Обнимаю, Виктор Петрович
Дорогой Коля!
Поздравляю тебя с повестью. Сегодня ночью я её прочёл (на День Победы, так, может, это и символично будет в её судьбе), повесть мне понравилась. В ней больше «воздуху», света и простора, чем в прежних повестях. Она написана свободно и легко (я-то знаю, как даётся ощущение этой лёгкости и непринуждённости!). В повести много доброго, естественного юмора, а владение юмором в письме – это наивернейший признак талантливости вещи и владения «секретами» мастерства.
Словом, молодец, дай тебе Бог здоровья!
Повесть я отправлю в «Наш современник» с просьбой прочитать её редколлегии и решить судьбу. Буде наши не захотят её печатать, что случается довольно часто, будем её пристраивать в «Новый мир», в «Знамя» или «Москву», а может, и в «Октябрь». Я уверен, что повесть твоя увидит свет в столице и тебе пора печататься здесь. Заранее могу тебя предупредить, что будут сниматься излишнее пьянство и насчёт заключённых. Судя по тому, как истреблялся в моей «Царь-рыбе» всякий намёк на заключённых, не было их у нас и нету, и хотя язык, как известно, вращается около больного зуба, это мало кого касается – была бы видимость благостного порядка и благополучия, вот что сейчас главное, чем озабочены охранители чести литературы.

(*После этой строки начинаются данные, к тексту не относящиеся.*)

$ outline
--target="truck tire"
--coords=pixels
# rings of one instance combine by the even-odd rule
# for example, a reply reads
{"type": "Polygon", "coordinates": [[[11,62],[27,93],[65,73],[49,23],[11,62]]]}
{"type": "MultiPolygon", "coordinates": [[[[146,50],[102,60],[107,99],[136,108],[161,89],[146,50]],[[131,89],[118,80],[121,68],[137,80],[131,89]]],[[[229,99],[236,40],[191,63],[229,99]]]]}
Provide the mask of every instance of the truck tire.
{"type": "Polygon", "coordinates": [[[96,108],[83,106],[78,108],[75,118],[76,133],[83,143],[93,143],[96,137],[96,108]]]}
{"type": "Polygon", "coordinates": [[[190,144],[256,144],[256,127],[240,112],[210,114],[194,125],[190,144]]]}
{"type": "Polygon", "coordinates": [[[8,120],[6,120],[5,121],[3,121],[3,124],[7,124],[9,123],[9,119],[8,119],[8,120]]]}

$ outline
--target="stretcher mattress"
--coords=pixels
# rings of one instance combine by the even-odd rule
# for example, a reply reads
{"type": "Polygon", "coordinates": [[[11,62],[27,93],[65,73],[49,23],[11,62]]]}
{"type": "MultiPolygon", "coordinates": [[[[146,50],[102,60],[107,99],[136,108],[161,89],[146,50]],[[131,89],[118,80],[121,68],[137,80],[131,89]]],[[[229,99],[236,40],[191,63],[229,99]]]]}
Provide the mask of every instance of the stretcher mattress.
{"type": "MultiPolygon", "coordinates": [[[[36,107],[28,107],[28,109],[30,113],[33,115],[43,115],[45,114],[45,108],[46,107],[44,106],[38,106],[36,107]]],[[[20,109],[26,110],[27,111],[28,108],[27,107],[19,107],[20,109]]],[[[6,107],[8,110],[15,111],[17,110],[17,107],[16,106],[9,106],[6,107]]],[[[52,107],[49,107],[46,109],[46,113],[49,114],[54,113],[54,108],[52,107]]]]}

Ну, Коля, ещё раз с удачей тебя! С прошедшим праздником Победы, с весной. Мне очень хочется быть вместе с вами, да плохому танцору… Привет Тамаре и Лене. Обнимаю тебя, Виктор Петрович
Дорогой Валентин!
Я после больницы вот уже больше месяца в Быковке (описался!) в Сибле! Но всё недомогаю, долгое время даже читать не мог, погода меня измучила – бесконечные дожди, холод. Мария Семёновна занята в городе внуком, наезжает сюда на денёк-другой, но вот и дороги размыло, и всё уже кругом плывёт, река вышла из берегов, в деревню уже въехать невозможно, так днями буду выбираться в город. Надо потихоньку складывать чемодан, ехать на съезд писателей, да и дел скопилось много.
«Царь-рыба» моя подошла к концу в печатании в журнале, потери в повести огромны, особенно досталось второму куску в пятом номере[133]
. Много нервов, много сил взяла эта «редактура», на душе было горько и пусто, недоумение брало – уж если это режут и порют, то что же тогда будет, если поплотнее навалиться на то, что называется правдой? Страшна она, матушка, ох страшна! Вот и не подпускают, ведут отстрел с упреждением.